It has been discovered that the equatorial diameter of a lens directly influences accommodation and thus presents a sound target for presbyopia treatment interventions
Understanding the etiology of presbyopia is essential to the discovery of highly effective methods for its treatment and/or prevention.
Presbyopia is clinically manifested when the near point of a patient becomes more remote than their usual near working distance. The near point is converted to amplitude of accommodation (diopters) by the following formula:
Accommodative amplitude (diopters) = 100 cm /near point (cm)
Any proposed mechanism for the etiology of presbyopia must therefore account for the rapid decline in accommodative amplitude that occurs during childhood.
What causes the rapid decline in accommodative amplitude during childhood?
In order to determine what might be responsible for the age-related decline in accommodative amplitude, we need to examine each ocular component in turn.
1. Cornea
The cornea does not change shape during accommodation.
2. Axial length
Careful partial optical coherence tomography measurements demonstrate that axial length changes minimally during accommodation, ~12 μm. This is too small to account for the large changes in accommodative amplitude. Moreover, 90% of the growth of the eyeball is completed by three years of age.
3. Ciliary muscle and zonules
The ciliary muscle and zonules do not undergo rapid changes during childhood.
4. Neurosensory mechanism
There is no evidence for a rapid change in the neurosensory mechanism of accommodation during childhood. To the contrary, in the linear range of accommodative amplitude of patients less than 40 years of age, the peak velocity and time constant of accommodation do not change.
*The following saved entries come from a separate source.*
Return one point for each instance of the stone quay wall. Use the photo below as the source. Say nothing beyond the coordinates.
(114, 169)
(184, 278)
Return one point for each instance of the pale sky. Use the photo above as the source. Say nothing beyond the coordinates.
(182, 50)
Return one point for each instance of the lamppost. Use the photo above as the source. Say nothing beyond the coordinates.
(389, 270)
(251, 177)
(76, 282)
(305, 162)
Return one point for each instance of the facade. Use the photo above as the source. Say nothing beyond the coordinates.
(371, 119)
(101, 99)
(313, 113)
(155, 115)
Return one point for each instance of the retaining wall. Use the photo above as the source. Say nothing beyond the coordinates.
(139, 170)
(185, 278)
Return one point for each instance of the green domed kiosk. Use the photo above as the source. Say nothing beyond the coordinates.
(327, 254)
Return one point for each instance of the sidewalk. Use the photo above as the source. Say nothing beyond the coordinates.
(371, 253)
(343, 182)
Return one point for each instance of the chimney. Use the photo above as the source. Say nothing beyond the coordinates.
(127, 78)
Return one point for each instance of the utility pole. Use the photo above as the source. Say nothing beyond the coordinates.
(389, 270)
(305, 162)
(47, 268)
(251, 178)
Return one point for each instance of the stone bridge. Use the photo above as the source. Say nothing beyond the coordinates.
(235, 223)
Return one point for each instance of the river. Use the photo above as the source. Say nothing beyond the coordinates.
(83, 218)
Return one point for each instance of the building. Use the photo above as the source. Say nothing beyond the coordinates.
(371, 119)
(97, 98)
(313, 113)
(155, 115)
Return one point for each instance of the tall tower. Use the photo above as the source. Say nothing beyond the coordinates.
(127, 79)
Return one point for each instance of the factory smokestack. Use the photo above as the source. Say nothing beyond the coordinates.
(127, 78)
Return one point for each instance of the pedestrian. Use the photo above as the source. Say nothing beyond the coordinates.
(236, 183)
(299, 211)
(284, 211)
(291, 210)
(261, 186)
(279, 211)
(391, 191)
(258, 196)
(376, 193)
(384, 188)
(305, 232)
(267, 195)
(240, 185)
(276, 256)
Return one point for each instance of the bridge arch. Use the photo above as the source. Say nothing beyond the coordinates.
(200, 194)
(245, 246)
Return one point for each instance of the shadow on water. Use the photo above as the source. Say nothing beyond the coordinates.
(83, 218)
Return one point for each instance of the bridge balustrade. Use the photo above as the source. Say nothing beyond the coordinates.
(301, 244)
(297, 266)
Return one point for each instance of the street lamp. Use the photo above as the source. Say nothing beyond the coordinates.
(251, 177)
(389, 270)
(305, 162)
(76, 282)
Therefore, we can eliminate a change in the cornea, axial length, zonules, ciliary muscle or alterations in the neurosensory mechanism as possible causes for the rapid decline in accommodative amplitude during childhood. The only possible remaining cause for the rapid decline of accommodative amplitude during childhood is a dramatic change in the geometric or material properties of the lens.
5. Material properties of the lens
a) Hardness and/or stiffness of the lens nucleus
It is generally assumed that a change in stiffness and/or hardness of the nucleus is responsible for presbyopia; however, lens hardness and/or stiffness does not rapidly change during childhood. In fact, careful viscoelastic measurements with a calibrated validated parallel plate rheometer demonstrate that stiffness and/or hardness of fresh human lens nuclei obtained from donors less than 40 years of age does not correlate with age.2 The lack of significant change in lens hardness and/or stiffness during this time period is further supported by the in vivo observations that optical density of the lens does not significantly change until after 40 years of age and yellowing of the lens does not correlate with accommodative amplitude.
b) Stiffness and/or thickness of the lens capsule
The lens capsule thickens and stiffens at a uniform rate during the first three decades of life. The lens capsule does not undergo any dramatic changes during childhood. Moreover, the increase in lens capsule thickness and/or stiffness actually enhances the effectiveness of zonular tension, and therefore cannot account for the rapid decline in accommodative amplitude during childhood.